Math form It is thought that in the population the variable x and y are related in the following general form: y = B0 + B1 x + e, where e is an error term that captures all those influences on y not picked up by x, B0 is the y intercept of the line, and B1 is the slope of the line. When we have a sample of data from a population we will say in general the regression line is estimated to be ^ y = b0 + b1 x, where the ‘hats’ refer to estimated values.
ordinary least squares The typical method used to pick the line through the data is called the ordinary least squares line. This method is the one that minimizes the sum of squared deviations of the data points to the line. The line has desirable properties(not proven here): 1) It is unbiased - if many samples were taken, the average of the intercepts and slopes from the samples would be the population intercept and slope. 2) It is consistent - ‘large’ samples would give the population intercept and slope as well.
confidence interval When we have a sample from a population and we use OLS to get the slope, we know that value is dependant on the sample. If we had a different sample the slope estimate would be different. So instead of using a point estimate of the population slope we often use a confidence interval. A 95% confidence interval would mean we could be 95% confident the true unknown slope is in this interval. We form the interval by ^ b1 - (1.96 times the standard error of b1) and b1 + (1.96 times the standard error of b1)

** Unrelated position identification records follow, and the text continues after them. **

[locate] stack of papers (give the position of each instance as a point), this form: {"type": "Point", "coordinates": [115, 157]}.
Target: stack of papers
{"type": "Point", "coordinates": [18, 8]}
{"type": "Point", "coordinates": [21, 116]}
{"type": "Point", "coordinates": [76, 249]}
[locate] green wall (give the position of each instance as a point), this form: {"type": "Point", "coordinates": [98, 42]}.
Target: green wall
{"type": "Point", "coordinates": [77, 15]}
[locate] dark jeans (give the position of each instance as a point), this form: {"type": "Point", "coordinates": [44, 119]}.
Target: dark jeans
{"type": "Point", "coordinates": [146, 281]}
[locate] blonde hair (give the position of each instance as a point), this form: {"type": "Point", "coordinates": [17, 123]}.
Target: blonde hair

microsoft excel Many computer programs will give the standard error of the slope estimate and/or give the confidence interval as well. Note if the confidence interval includes the value 0, then this is a sign the x variable really does not help us understand the y variable.
hypothesis test about the slope In regression analysis if the slope value is zero we know the x variable doesn’t help us understand the y variable. So in our test of hypothesis we assume the slope is zero. If we reject this null hypothesis then we can conclude that the x variable does help us understand the y variable. The slope estimate does not have a normal distribution, but has a t distribution, which is close to the normal. We would use the t distribution to test the null hypothesis.
p value Microsoft Excel gives a p-value for the slope estimate. This value is the probability of getting this slope estimate, or a more extreme one under the assumption the true population slope is zero. The logic here is 1) values far from 0 are less likely to occur or have low p-values, 2) we arbitrarily choose a p-value of .05 as a cut-off value. This means if we get a p-value of less than .05 for the slope estimate then we will say we reject the null of no influence because in one sample it doesn’t seem right that we obtained a low probability value in our one sample.
Goodness of fit R2 When we look at the data points and their relationship to the line we talk about how good is the fit of the line. R2 is a numerical summary of the goodness of fit. Its value has a range of 0 to 1, being closer to 1 being the better fit. In fact R2 has the interpretation of indicating the % of variation in the y variable that is explained by the x variable.
Forecasting Once we have the regression estimate and we have done a hypothesis test to be confident x does help in explaining y, then we may want to forecast values of y given some x values. Say we have income = -1.75 + 1.75years of schooling. Then if years of schooling is 16 income is predicted to be –1.75 + 1.75(16) = 26.25 Note here that the intercept of the line is minus 1.75 and the slope is 1.75. This is only a coincidence.